Foto: Museum in Progress, mip.at/Staatsoper

"Das Meer bedeutete, denjenigen zu erwarten, der vom Meer kommt." Erklärungen, die vor dem Wissen, dass Alechinskys Familie jüdisch-russische Vorfahren hatte, still werden lassen – und nachdenklich.

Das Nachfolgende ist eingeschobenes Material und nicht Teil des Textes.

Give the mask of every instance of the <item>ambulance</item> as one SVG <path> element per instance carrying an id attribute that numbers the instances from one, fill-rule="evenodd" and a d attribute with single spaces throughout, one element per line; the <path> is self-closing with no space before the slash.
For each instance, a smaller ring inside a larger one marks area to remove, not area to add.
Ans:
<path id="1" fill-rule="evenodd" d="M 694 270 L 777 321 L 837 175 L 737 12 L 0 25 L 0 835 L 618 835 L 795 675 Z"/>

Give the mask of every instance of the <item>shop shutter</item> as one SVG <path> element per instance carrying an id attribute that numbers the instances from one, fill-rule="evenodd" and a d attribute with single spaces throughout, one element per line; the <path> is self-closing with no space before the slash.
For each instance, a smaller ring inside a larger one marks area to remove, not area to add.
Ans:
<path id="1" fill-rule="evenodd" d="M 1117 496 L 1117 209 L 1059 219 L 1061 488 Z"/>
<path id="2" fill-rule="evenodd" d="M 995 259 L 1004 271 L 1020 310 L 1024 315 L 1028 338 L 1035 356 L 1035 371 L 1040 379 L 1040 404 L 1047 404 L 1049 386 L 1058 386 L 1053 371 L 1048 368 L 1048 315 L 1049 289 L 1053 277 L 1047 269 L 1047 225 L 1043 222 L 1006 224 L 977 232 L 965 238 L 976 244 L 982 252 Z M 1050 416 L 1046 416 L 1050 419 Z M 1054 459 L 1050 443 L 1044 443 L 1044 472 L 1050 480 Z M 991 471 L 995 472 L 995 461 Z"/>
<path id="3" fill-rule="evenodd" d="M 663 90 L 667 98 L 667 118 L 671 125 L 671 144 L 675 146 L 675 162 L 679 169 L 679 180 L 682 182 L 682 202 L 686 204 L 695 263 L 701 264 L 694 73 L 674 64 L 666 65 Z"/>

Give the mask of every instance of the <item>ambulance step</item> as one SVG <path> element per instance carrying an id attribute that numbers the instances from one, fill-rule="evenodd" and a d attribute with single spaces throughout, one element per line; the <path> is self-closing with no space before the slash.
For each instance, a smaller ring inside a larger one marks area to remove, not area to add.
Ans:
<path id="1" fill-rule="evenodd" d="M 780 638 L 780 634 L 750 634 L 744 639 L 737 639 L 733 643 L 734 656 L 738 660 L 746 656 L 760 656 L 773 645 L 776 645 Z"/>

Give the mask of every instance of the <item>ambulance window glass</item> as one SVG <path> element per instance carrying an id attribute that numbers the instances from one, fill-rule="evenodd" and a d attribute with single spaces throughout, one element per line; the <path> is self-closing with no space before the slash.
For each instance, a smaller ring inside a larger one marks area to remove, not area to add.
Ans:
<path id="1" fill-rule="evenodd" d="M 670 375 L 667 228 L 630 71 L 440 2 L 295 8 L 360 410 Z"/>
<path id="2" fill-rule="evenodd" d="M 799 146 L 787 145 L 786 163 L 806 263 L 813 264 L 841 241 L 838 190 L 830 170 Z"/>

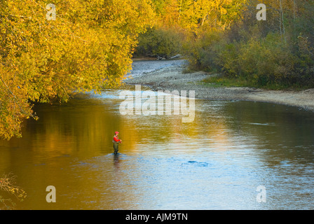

Einst zentrale Persönlichkeit der legendären Künstlergruppe Cobra, schuf der 1927 in Brüssel geborene Alechinsky ein Œuvre, geprägt von abstraktem Expressionismus, Surrealismus und östlicher Kalligrafie. Insbesondere der japanische Einfluss zeigt sich in seiner schwarz-weißen Zeichnung "Loin d’ici" ("Fern von hier") für Wien. Man könnte die reduzierte, vieles offen lassende Komposition als Auftrag an die Besucher des Hauses am Ring verstehen: "Zeichnen heißt hinterfragen", sagte Pierre Alechinsky einmal. (Anne Katrin Feßler, 2. 11. 2018)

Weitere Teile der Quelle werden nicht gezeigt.